Lockdown Landlords Acquitted

May 29, 2018 By George Turner 1 Comment

Last year, we reported on the criminal conviction of Wise Estates, Simon Low and Manlow Property Management for failing to abide by a planning enforcement notice. 

All three defendants were in the dock over the same property, 9 Stonebridge Park in Brent, a small family home that had been converted into six micro-flats. Brent claimed that the defendants had converted these flats unlawfully, as they had not obtained planning permission. The defendants had previously claimed that they did not need permission as the property was an HMO, not  a development of flats, a claim rejected by the Planning Inspectorate.

The defense from Manlow to the criminal charge of refusing to abide by the terms of a planning enforcement notice regarding the property, was that they were not in control of the home at the time, having sold their property portfolio to a social landlord, Omega Mears.

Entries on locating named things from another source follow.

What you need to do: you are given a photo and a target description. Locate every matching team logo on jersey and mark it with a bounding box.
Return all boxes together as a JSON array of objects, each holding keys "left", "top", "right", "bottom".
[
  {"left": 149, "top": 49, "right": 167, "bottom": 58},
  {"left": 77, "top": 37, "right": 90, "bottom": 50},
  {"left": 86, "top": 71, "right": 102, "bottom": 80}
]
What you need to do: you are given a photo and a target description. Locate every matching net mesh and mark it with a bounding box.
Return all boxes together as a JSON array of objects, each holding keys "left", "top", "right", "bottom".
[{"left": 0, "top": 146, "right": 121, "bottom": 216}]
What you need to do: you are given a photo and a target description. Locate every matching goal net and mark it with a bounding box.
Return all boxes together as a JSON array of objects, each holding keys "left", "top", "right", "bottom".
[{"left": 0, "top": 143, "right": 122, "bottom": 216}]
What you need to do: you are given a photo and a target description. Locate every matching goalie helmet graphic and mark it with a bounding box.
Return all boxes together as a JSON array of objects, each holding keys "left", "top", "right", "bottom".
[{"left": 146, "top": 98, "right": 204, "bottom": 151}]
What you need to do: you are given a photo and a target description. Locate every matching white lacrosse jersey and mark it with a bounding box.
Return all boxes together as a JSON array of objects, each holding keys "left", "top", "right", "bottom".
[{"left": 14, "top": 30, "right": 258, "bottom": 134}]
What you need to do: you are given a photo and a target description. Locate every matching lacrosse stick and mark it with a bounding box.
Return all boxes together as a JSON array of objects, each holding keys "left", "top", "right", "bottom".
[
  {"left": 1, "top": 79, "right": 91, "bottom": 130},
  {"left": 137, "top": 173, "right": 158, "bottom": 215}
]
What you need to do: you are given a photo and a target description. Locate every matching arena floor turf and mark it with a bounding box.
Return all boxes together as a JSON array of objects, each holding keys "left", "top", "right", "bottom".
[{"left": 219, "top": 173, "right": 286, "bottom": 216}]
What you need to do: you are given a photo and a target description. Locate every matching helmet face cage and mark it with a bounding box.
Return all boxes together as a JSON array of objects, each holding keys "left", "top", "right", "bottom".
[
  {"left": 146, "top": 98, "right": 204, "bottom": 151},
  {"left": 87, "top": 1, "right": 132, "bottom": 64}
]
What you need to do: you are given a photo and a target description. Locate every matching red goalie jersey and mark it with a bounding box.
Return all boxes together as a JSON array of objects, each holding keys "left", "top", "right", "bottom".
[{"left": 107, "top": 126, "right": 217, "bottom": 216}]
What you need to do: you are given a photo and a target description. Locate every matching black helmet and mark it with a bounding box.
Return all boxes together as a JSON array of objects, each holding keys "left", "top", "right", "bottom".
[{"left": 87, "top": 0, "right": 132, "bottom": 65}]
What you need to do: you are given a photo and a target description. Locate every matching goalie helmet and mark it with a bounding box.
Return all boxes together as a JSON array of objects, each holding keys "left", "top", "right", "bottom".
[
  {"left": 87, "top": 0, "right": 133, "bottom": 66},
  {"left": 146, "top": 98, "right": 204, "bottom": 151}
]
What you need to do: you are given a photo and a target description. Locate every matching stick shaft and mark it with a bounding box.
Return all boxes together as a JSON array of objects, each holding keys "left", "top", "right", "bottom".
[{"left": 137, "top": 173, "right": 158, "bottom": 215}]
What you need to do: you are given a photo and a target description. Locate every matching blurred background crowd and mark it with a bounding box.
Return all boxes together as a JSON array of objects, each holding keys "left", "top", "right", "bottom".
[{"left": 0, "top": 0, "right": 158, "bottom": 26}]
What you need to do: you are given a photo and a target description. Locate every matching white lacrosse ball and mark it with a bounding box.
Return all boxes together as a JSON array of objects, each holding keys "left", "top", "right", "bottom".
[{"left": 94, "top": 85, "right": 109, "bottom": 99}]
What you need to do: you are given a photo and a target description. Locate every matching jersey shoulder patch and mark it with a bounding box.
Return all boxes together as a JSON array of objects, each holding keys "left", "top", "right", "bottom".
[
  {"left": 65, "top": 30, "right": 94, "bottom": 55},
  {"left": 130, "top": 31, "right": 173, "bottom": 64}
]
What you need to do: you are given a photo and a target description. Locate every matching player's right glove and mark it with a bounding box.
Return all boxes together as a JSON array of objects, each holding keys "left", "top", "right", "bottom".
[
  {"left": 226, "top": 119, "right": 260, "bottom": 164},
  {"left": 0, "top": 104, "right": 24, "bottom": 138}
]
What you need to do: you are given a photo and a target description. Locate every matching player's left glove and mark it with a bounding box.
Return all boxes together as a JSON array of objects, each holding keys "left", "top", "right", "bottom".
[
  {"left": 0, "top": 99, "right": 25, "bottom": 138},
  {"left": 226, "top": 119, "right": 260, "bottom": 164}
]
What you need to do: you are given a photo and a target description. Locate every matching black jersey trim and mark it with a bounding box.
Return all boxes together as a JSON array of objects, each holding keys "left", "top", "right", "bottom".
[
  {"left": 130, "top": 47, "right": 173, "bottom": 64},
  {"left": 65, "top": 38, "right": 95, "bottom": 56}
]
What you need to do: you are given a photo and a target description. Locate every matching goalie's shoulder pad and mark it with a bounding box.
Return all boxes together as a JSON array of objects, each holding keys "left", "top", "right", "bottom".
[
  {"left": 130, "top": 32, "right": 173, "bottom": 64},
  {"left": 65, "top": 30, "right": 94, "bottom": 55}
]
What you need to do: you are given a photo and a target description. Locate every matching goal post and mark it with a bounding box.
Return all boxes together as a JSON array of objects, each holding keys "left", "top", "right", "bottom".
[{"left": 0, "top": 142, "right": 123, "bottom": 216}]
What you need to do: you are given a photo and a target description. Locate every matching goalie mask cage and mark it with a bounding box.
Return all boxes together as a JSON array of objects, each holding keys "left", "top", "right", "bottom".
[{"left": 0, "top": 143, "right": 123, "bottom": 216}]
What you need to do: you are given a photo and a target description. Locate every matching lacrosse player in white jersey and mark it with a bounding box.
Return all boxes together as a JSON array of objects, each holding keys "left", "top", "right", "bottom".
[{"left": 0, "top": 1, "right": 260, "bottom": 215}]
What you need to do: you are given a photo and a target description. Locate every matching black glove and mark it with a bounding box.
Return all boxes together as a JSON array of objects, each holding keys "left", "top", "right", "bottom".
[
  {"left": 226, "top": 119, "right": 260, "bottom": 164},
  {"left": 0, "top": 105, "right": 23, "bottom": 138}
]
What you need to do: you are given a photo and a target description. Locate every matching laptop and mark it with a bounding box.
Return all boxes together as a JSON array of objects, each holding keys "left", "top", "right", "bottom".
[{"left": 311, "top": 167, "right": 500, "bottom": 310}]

At the Magistrates Court the only evidence of this was a letter in the defense bundle, and the District Judge did not see this as sufficient. 

The defendants appealed to the Crown Court. They produced new evidence, an employee of Omega Housing Association who said that they were in control of the home at the relevant time. This got Simon Low and Manlow off the charge, but Wise Estates’ conviction remains and they are now subject to a proceeds of crime order. 

The lawyer for the Low family and Wise Estates confirmed the position regarding the 9 Stonebridge Park case, but was not able to provide an on the record comment. 

However, in a subsequent email complaining about my original reporting of the case, Pincus Mann, a director of Manlow Property Management said:

I understand for you it’s just a reported story, for me the story had the potential to ruin my businesses, but don’t path yourself on your shoulder yet, it actually didn’t, 👍.

I guess this means that Manlow is still in the business of cramming tiny flats into small homes and renting them out at extortionate rents to the homeless – which is a pity, because although Manlow and Mr Low may have got off this time, the case still established that the conversion of family homes into multiple tiny flats, a model called Lockdown, requires planning permission, and councils can refuse to grant permission for these developments if they choose. From Mr Mann’s response, it would seem that some councils are still not availing themselves of the powers they have to stop this practice.

Filed Under: Case Studies, Micro-flats Tagged With: David Sonn, Lockdown, Manlow, Pincus Mann, Simon Low

Comments

  1. John says

    July 19, 2020 at 12:32 pm

    In the old days, for the cost to the council of one salary, a rent officer was employed to check the size of rooms and the services included. The benefit payable would then vary accordingly instead of being a flat rate. Returning to a sensible system involving some level of individual case assessment would avoid this blatant exploitation but the council don’t seem to care as the benefit paid out is refunded from by the DWP.

    To make things worse the VOA likes to classify these micro-flats as separate dwellings requiring their own council tax banding. Seeing as they are generally only rented to benefit claimants that means that the council receives no net council tax on the entire set of flats, whereas as an HMO the landlord himself would have had to pay the full council tax in all cases where the house did not exclusively contain students.